Te very first sentence. I bit my dps hand before

She continued to bite him whilst he was applying force to try and get her off....

So it's either very badly written or that's what it says.

Either way she bit him first. It's not ok, because she says it was meant to be a joke. He applied pressure to get her off as by the sounds of it, she was digging in like a rabid dog. I'd have done the same if someone was biting me to that extent.

There is a reason most people dont play fight beyond, say 10.

QuintessentialShadows · 31/07/2012 10:41

OP, you need to grow up, and think about why you need to playfight with your partner. Playfighting is never a good idea, whether you are 6 or 60, it always get out of hand the moment one party think that the other is applying too much force. You need to realize this. You bit him, and you did not stop. Sounds like you both want to be violent to each-other, and you need to think long and hard whether the two of you really should be together.

CogitoErgOlympics · 31/07/2012 10:44

Still trying to work out why the adult response to 'we've been a bit wobbly recently' was to 'jokingly' sink your teeth into his hand. Did you think that would be an endearing gesture? Hmm

HellonHeels · 31/07/2012 10:57

Oh dear. Why on earth were you biting his hand? If someone bit my hand I'd have no hesitation in lashing out hard to make them stop. Biting really hurts and a pain like that can easily make someone behave less than rationally.
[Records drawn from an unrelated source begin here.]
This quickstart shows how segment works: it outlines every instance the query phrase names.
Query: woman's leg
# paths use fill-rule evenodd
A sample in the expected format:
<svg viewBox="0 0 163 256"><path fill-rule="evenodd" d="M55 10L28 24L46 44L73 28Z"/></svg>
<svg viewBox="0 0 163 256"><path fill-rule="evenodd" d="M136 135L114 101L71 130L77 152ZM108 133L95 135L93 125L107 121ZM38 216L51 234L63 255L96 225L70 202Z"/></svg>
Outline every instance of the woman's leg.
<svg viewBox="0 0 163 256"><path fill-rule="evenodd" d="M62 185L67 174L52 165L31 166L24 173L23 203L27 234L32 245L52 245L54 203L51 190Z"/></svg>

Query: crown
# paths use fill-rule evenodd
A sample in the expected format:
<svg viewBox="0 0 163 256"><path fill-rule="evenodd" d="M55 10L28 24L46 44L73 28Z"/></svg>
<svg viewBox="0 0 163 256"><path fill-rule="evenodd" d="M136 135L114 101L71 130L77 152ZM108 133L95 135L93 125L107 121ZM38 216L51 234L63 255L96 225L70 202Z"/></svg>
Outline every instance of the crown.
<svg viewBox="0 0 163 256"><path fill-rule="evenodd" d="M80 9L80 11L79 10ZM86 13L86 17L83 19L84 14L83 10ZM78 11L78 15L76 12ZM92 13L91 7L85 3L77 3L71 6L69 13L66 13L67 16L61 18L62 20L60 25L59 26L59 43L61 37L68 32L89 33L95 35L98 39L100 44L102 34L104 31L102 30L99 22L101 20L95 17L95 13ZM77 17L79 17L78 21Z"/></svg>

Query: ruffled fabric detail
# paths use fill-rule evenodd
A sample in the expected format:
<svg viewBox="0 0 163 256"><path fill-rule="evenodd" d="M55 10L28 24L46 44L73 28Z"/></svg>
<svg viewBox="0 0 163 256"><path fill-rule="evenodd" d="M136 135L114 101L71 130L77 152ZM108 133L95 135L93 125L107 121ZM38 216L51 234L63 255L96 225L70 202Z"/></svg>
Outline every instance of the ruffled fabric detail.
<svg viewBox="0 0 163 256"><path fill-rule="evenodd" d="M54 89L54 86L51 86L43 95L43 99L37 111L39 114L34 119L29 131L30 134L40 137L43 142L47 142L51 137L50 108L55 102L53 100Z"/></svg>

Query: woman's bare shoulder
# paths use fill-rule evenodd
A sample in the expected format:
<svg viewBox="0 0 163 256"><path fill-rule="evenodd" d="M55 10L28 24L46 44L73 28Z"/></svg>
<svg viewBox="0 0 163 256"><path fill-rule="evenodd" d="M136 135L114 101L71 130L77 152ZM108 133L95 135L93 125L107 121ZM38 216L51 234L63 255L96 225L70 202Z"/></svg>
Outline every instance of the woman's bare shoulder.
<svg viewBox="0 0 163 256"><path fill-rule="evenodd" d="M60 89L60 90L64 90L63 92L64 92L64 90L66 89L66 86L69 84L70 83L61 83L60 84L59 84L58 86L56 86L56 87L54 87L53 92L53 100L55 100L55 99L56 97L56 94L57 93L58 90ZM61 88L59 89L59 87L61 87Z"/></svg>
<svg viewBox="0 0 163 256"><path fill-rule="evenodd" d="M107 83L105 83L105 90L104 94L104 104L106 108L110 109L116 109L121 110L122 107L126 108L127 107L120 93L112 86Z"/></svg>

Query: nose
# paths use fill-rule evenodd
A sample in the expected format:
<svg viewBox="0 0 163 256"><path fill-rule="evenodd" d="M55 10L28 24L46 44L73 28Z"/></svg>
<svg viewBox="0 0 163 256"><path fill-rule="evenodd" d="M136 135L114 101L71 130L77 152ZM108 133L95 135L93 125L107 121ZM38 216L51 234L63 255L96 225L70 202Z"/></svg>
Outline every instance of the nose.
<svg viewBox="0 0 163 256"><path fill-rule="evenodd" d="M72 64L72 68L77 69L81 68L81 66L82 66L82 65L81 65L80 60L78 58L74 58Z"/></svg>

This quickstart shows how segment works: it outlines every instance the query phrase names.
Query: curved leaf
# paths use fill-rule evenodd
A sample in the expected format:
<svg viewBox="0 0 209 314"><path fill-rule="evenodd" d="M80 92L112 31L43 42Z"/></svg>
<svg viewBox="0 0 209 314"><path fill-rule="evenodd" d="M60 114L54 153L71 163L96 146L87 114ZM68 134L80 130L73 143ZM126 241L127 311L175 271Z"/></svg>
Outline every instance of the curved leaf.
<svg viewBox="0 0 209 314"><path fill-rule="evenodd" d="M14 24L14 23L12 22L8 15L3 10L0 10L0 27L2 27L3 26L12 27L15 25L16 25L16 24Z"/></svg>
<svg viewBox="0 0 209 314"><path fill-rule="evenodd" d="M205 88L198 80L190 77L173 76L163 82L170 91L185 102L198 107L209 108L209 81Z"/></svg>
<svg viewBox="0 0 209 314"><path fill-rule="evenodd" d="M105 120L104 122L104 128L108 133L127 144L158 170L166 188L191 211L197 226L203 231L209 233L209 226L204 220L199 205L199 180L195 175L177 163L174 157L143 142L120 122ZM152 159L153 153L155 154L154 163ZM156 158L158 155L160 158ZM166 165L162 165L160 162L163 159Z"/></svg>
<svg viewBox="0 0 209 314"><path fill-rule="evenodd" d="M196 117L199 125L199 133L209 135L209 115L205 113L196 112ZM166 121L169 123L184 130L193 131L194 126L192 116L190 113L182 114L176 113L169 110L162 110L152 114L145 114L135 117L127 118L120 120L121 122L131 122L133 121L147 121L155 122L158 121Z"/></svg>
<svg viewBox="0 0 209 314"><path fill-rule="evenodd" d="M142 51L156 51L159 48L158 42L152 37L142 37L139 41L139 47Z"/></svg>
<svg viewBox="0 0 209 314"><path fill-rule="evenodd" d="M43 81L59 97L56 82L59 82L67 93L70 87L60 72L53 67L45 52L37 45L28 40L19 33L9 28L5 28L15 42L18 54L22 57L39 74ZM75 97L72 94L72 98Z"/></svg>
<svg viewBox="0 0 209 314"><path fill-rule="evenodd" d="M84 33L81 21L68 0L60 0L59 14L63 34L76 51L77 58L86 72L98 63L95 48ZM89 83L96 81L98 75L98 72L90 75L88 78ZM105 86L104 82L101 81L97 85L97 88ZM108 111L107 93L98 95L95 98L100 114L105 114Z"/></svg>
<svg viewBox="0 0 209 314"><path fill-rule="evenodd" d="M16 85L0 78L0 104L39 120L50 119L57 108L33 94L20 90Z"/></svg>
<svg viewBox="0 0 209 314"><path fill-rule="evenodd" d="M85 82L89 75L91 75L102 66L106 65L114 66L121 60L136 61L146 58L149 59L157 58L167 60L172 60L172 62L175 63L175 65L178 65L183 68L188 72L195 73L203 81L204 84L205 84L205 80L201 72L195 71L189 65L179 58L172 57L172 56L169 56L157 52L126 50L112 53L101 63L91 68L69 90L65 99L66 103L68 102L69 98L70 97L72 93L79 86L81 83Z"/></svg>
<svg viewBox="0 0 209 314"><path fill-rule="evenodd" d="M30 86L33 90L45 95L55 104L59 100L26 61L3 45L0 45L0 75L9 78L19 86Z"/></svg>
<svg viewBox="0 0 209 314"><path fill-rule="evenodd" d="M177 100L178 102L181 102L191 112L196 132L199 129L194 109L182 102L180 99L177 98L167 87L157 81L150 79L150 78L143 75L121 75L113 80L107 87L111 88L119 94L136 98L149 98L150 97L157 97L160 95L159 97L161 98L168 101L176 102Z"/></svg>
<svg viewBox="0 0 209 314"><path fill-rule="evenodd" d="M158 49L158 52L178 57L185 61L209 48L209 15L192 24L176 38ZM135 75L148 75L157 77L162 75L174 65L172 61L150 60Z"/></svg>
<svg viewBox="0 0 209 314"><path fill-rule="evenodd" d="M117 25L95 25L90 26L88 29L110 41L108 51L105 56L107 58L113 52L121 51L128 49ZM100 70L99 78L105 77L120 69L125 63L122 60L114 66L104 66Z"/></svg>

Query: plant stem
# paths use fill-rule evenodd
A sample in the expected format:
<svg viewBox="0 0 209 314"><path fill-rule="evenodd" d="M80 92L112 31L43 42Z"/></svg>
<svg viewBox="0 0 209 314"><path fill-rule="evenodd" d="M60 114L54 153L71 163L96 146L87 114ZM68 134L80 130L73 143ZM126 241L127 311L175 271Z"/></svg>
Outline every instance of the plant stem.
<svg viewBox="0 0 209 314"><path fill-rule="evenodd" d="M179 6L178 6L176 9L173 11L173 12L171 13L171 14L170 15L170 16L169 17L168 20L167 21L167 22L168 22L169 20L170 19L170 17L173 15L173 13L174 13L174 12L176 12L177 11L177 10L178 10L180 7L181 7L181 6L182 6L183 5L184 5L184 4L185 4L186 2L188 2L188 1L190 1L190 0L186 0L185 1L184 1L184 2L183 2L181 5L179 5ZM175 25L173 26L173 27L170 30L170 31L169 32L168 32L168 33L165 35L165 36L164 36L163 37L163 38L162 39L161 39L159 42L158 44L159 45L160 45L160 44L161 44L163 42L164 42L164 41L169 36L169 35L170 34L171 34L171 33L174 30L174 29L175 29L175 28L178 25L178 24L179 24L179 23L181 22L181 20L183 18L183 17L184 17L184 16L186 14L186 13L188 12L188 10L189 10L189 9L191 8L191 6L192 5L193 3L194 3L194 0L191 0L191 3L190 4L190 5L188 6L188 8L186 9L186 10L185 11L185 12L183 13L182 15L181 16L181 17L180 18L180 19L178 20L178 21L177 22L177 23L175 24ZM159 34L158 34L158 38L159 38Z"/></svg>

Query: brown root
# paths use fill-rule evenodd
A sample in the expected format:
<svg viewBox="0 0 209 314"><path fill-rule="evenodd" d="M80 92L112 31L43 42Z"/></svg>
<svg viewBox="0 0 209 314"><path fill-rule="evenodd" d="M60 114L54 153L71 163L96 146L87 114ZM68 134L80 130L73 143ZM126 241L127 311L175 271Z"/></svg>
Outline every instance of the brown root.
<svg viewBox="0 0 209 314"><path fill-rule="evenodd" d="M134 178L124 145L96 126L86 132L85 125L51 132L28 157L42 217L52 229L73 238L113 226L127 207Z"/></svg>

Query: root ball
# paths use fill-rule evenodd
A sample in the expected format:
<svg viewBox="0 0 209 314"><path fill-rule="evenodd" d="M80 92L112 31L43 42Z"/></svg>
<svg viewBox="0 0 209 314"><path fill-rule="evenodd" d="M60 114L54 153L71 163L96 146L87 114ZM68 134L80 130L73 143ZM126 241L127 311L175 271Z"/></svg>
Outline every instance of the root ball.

I don't understand this 'playfighting' concept at all. To me it sounds like a means of disguising the fact that you are actually carrying out an assault. I'd be thinking about why you felt the need to physically attack your partner. Not to excuse your partner's violence which is also serious but from your description he was not actually able to walk away from the situation if he had wanted to.